On November 28, 2012, the Senate voted to back an amendment that would delete a provision in a defense bill that prohibited the military from spending money on alternative fuels if costs exceeded tradition fuel sources, including coal, natural gas and oil. 

"It should tell us something that in an era of reduced Defense Department budgets, our senior leaders remain fully committed to [the] effort [to switch to alternative fuel]. We should support them in these commonsense approaches," said Senator Mark Udall, D-Colo., sponsor of the amendment.

The DOD has partnered with numerous organizations to support green energy developments. For example, the Office of Naval Research has partnered with various energy firms to develop and research alternative forms of energy. Projects range from developing new heating solutions to improving engineering centers.

"As one of the largest landowners and energy consumers in the world, our drive is to be more efficient and environmentally sustainable," Defense Secretary Leon Panetta said in a speech in May to the Environmental Defense Fund. "We have to be able to have the potential to transform the nation's approach to the challenges we are facing in the environment and energy security. We've got to look ahead to try to see how we can best achieve that."

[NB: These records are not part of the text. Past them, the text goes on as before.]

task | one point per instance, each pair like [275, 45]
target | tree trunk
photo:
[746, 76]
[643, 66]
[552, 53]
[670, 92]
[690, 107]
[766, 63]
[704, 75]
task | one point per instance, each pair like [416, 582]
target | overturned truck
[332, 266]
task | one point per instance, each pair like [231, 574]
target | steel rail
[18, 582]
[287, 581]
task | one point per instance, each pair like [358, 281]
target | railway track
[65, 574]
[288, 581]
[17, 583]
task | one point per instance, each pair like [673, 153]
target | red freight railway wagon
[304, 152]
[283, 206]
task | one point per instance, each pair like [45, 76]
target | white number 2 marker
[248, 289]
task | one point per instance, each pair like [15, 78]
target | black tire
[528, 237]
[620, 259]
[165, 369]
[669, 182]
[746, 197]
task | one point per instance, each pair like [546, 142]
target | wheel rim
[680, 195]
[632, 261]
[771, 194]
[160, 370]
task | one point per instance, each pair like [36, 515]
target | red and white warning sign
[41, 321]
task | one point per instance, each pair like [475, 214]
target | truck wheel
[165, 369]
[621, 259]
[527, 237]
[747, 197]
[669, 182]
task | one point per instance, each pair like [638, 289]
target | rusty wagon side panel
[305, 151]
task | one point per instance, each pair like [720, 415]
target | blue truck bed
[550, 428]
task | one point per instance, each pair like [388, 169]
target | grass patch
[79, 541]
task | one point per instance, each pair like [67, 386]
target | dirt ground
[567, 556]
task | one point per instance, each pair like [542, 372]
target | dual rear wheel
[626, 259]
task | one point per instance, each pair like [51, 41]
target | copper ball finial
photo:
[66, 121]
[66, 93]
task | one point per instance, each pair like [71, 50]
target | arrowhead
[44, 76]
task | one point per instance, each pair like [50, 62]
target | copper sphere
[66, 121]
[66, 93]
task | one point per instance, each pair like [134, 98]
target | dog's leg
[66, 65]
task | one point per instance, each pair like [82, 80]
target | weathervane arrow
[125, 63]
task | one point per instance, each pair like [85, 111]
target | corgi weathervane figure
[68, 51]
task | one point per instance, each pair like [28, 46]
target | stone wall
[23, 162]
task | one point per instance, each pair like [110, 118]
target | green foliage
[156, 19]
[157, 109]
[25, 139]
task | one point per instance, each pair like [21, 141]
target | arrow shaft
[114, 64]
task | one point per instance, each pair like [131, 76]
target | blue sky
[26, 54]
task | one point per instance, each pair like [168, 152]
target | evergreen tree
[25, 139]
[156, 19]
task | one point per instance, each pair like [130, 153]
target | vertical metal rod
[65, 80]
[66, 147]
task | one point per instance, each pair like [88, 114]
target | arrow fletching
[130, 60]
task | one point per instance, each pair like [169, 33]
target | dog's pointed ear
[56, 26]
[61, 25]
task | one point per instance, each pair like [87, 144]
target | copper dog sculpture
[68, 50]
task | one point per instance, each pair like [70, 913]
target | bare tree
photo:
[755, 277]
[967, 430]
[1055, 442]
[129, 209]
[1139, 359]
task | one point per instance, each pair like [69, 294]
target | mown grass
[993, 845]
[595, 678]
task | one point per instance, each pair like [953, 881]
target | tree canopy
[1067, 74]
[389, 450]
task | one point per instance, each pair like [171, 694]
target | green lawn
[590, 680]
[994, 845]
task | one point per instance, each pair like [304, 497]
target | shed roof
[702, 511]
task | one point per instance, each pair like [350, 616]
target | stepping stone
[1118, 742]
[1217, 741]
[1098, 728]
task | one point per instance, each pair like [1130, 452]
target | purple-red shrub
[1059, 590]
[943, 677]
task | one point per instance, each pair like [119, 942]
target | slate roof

The DOD consistently seeks new groups to partner with to help develop green energy solutions and improve the incorporation of sustainable technology in commercial structures. The Energy Efficient Buildings Hub (EEB Hub) was established by the U.S. Department of Energy (DOE) as an Energy-Regional Innovation Center. The organization strives to improve the energy efficiency of buildings and promote regional economic growth.

The combined efforts of these two organizations and others will boost the incorporation of green energy resources in various sectors. The DOD has committed itself to the development of sustainable practices, in part, because it consumes such a large amount of energy. The agency consumes approximately 330,000 barrels of oil a day, and the DOD has already spent roughly $15 billion on fuel in 2012.

Reducing operational expenses drives the support of alternative fuel sources, regardless of whether it’s a commercial property or the efforts of a massive component of the U.S. government.